# Speicher-Problem bei WebApp unter Tomcat, Struts, Hibernate



## web_basti (1. Apr 2008)

Hallo allerseits,

ich habe ein dickes Speicher-Problem beim Betrieb meiner Web-Application.
Es handelt sich um eine Web-Anwendung mit Struts und Hibernate für mySQL-DB-Anbindung, die auf einem Tomcat-Server läuft.

Selbst wenn die Anwendung im Leerlauf läuft, also nicht aufgerufen wird, erhöht sich der Gesamtspeicher permanent. Dies führt früher oder später zu einem Ausfall. Auch Garbage Collections bringen nur vorübergehenden Erfolg, danach beginnt die Speichererhöhung erneut, von einem höheren Level.
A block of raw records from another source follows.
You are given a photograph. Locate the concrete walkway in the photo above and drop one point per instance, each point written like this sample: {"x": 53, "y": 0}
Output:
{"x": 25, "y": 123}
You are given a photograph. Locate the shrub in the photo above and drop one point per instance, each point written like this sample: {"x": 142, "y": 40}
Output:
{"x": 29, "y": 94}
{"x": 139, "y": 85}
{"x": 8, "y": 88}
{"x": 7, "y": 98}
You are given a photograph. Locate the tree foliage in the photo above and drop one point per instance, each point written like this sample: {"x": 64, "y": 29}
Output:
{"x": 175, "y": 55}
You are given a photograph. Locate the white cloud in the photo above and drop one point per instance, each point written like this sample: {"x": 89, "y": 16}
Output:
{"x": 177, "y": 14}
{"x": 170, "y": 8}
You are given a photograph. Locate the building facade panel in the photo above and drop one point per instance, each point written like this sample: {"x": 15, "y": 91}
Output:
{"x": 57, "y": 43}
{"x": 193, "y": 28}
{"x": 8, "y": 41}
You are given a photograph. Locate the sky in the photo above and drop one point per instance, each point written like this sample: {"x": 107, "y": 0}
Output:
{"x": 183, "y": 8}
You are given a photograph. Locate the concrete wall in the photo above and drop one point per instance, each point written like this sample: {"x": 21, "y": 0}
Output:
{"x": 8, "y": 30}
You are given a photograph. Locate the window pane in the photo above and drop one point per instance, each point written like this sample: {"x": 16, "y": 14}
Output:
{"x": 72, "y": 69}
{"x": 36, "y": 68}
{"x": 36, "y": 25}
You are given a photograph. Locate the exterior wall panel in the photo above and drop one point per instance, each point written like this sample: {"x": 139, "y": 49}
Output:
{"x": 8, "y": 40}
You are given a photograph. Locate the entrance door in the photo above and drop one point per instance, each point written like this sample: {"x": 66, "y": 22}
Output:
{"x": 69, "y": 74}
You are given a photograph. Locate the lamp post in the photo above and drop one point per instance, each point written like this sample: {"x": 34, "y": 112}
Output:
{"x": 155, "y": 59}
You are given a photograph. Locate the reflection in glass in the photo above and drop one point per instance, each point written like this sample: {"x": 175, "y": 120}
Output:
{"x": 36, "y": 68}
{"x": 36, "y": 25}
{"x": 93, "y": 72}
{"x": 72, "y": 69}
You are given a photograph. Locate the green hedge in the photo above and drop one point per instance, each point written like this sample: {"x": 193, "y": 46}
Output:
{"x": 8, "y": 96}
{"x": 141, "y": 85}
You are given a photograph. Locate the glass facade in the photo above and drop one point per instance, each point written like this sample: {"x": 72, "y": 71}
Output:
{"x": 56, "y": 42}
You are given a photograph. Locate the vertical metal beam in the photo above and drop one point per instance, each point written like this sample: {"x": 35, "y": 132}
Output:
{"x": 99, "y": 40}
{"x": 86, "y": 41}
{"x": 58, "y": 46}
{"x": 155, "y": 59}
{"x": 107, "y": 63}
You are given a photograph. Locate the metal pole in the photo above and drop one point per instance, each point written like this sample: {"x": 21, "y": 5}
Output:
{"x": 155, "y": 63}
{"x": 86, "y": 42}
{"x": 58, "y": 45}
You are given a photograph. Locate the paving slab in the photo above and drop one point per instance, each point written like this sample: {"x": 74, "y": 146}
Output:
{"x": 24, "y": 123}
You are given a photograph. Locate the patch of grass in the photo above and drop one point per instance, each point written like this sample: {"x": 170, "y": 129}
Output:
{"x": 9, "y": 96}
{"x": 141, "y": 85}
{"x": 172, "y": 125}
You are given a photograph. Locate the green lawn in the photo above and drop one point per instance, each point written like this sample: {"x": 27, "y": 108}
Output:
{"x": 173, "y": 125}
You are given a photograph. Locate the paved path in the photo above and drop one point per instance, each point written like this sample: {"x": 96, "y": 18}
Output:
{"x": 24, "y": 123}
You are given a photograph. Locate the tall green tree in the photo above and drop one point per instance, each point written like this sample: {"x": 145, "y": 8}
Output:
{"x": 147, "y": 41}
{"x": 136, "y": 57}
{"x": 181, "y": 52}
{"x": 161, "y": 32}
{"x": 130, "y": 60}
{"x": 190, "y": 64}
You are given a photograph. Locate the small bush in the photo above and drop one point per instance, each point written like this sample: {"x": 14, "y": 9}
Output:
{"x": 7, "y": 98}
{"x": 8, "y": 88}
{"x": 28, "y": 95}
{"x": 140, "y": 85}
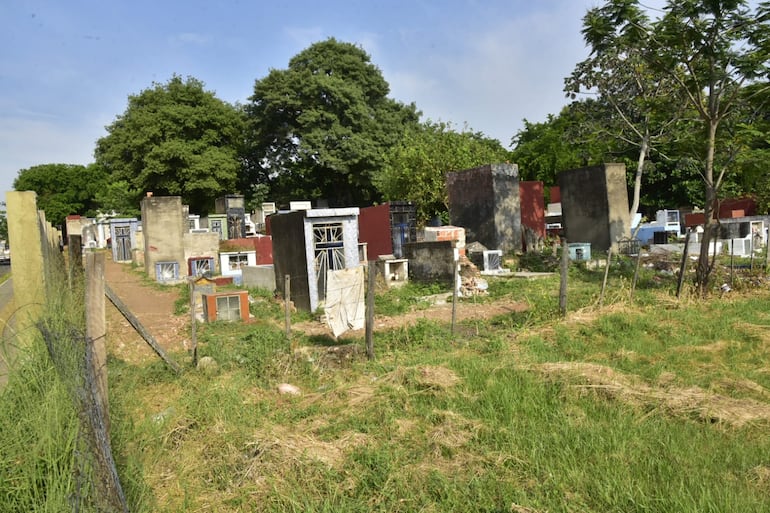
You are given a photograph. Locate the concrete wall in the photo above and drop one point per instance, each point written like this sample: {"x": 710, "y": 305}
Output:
{"x": 261, "y": 244}
{"x": 27, "y": 248}
{"x": 485, "y": 201}
{"x": 163, "y": 221}
{"x": 431, "y": 262}
{"x": 532, "y": 197}
{"x": 289, "y": 256}
{"x": 201, "y": 245}
{"x": 594, "y": 204}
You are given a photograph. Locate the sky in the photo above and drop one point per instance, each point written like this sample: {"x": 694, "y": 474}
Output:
{"x": 67, "y": 68}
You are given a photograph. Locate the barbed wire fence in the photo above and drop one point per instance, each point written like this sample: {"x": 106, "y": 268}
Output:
{"x": 71, "y": 324}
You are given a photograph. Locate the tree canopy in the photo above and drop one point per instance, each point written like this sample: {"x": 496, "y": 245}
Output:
{"x": 643, "y": 105}
{"x": 415, "y": 168}
{"x": 568, "y": 140}
{"x": 175, "y": 139}
{"x": 63, "y": 189}
{"x": 320, "y": 128}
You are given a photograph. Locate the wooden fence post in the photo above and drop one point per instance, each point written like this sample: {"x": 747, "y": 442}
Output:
{"x": 563, "y": 274}
{"x": 371, "y": 275}
{"x": 75, "y": 256}
{"x": 96, "y": 330}
{"x": 683, "y": 265}
{"x": 286, "y": 305}
{"x": 606, "y": 274}
{"x": 193, "y": 323}
{"x": 455, "y": 287}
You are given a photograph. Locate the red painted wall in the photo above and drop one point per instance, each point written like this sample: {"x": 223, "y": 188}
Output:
{"x": 374, "y": 229}
{"x": 263, "y": 245}
{"x": 532, "y": 197}
{"x": 729, "y": 208}
{"x": 555, "y": 194}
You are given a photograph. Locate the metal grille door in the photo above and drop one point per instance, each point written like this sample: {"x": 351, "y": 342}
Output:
{"x": 122, "y": 243}
{"x": 329, "y": 252}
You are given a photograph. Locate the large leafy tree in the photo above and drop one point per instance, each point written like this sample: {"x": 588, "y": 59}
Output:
{"x": 712, "y": 49}
{"x": 565, "y": 141}
{"x": 644, "y": 104}
{"x": 63, "y": 189}
{"x": 320, "y": 128}
{"x": 753, "y": 130}
{"x": 175, "y": 139}
{"x": 415, "y": 168}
Ich hab die Anwendung mehrfach überprüft, ich  denke, dass sich darin keine eigenen memory leaks verbergen. Möglicherweise hat es etwas mit der DB-Verbindung oder mit dem Pool (C3P0) zu tun, was sonst soll da im Hintergrund ablaufen und Speicher benötigen? Hier mal meine Versionsdaten.

Java 1.5.0_08
Tomcat 5.5.18
Hibernate 3.2.5.ga
C3P0 0.9.1.2
mysql-connector 5.0.4
Commons-Logging 1.0.4
LOG4J 1.2.11
Struts 1.2.9

Kennt sich jemand mit diesem Problem aus bzw. gibt es bei den genannten Libs irgendwelche bekannten Memory Probleme? Welches Vorgehen und welche Programme sind für die Problemsuche hilfreich?

Über Antworten freue ich mich natürlich sehr.
Viele Grüße

Basti


----------



## Guest (9. Apr 2008)

Kann es vielleicht sein, dass du bei deinen Datenbankabfragen vergisst die Verbindung zur Datenbank wieder zu trennen?


----------



## freez (10. Apr 2008)

vielleicht hast du ne schleife in irgendeinem servlet oder einer Bean, wo ständig neue Objekte erstellt werden?


----------



## maki (11. Apr 2008)

Ist es jetzt schon Zeit, danach zu fragen was der Profiler dazu sagt? 

Lambda Probe kann helfen denn Speicher der einzelnen Sessions zu ermitteln falls das Problem in den JSPs/Servlets ist.


----------